More information: www.imprintsfutures.com
Personal data and its protection is a key feature of the new GDPR. This includes clear limitations on is collection, storage and use being outlined in law, but also requires disclosure of data breaches, for which a high financial penalty may be applied. Our research has demonstrated that the accumulation and failure to delete digital data is very common, and lack of individual and organisational awareness of exactly what data is being held, may lead to inadvertent lack of compliance with GDPR, and also have cybersecurity implications. In this project we aim to measure the extent of digital accumulation of personal data, and interview stakeholder employees and management to assess the extent of this issue, and how effective are current organizational attempts to address employee understanding and compliance. We also aim to gain insight into developing intervention strategies to encourage employees to think more carefully about email deletion, especially in relation to personal data.
Choice Architecture for Information Security is a project within the Research Institute in the Science of Cyber Security, a joint initiative between EPSRC and GCHQ. The project is a collaboration between Newcastle University and Northumbria University. In particular, it involves researchers from Northumbria University’s Psychology and Communication Technology (PaCT) Lab and Warning, Advice & Reporting Point (nuWARP) and Newcastle University’s School of Computing Science and Centre for Cybercrime and Computer Security (CCCS).
For more information about the ChAISE project, please select one of the following two links:
http://www.ucl.ac.uk/cybersecurity/Projects/choice_architecture
http://research.ncl.ac.uk/choicearchitecture/
CYBECO will research, develop, demonstrate, evaluate and exploit a new framework for managing cybersecurity risks, one that is focusing on cyberinsurance, as key risk management treatment. CYBECO integrates multidisciplinary research methods from Behavioural Economics, Statistics, Game and Decision Theory, Security Engineering and Behavioral Psychology in order to develop new concepts and models that are combined within a prototype software architecture (CYBECO Toolbox 2.0). CYBECO recognizes that the cyberinsurance domain is not adequately developed, partly due to the lack of sufficiently large statistical data sample and partly due to the difficulties customers face when deciding on their cyberinsurance investment options. CYBECO will address both these barriers, aiming at delivering advances clearly positioned beyond the State-of-the-Art. We plan to implement a prototype tool that will demonstrate and promote the CYBECO model and concepts. We then foresee to perform behavioural experiments to validate current institutional cybersecurity frameworks and to provide relevant policy insights, particularly in reference to behavioural nudges in cybersecurity. The CYBECO consortium is composed by complementary partners, coming from the addressed research, technological and market domains, that have a proven track record of high quality research capacity. Thus, the carefully structured workplan, embodies a holistic approach towards meeting the CYBECO objectives and delivering market-relevant outcomes of significant exploitation potential.

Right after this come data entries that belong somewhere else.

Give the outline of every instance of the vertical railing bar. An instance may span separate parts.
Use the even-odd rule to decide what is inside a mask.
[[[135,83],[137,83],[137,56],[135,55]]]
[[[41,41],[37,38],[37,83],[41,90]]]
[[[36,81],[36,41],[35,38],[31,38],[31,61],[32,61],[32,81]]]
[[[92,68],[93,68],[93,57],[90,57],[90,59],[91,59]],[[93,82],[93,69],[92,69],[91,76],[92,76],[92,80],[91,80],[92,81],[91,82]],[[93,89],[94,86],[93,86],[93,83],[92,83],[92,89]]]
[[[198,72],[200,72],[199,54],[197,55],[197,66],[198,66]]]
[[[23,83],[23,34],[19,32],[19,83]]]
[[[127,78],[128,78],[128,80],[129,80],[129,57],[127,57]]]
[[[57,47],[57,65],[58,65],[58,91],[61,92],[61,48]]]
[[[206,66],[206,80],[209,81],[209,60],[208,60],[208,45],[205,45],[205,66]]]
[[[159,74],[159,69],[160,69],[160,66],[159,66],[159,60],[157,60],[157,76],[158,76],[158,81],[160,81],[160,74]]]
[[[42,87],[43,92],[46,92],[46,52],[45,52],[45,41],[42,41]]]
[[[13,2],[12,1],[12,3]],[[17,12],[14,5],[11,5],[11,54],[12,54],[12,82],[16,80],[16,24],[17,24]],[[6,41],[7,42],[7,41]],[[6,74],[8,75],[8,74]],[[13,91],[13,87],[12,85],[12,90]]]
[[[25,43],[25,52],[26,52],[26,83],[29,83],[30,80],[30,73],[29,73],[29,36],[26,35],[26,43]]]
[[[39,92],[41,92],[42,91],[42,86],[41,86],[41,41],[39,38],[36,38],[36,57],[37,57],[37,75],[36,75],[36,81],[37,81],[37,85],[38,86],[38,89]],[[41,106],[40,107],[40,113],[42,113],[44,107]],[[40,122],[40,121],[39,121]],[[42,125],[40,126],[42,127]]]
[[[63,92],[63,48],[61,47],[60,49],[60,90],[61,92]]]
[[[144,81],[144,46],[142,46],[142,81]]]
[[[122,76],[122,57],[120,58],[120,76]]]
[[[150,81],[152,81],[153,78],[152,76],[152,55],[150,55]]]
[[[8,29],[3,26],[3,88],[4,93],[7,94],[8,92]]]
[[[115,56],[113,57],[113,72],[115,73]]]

In the cSALSA project, we take a lifespan approach to studying how cyber-security is understood, and the attitudes and behaviours of people to cyber-security and risk.
The project studies cyber-security across three main life stages – amongst young people, those of working age, and older people. The research project focuses on how people’s attitudes and behaviours towards cyber-security and risk change across the lifespan in sync with their goals and aspirations, cognitive abilities and knowledge and ability to control and adapt their cyber-security behaviour.
Importantly, we recognize that neither cyber-security related behaviours nor life course development occur in a vacuum. Rather, they are part of a complex inter-play of individual characteristics, elements shared with others in a particular life stage, and the dynamic context in which the person finds themselves. These contexts include aspects of family life, organizational structures, cognitive capacity and knowledge, and social support networks.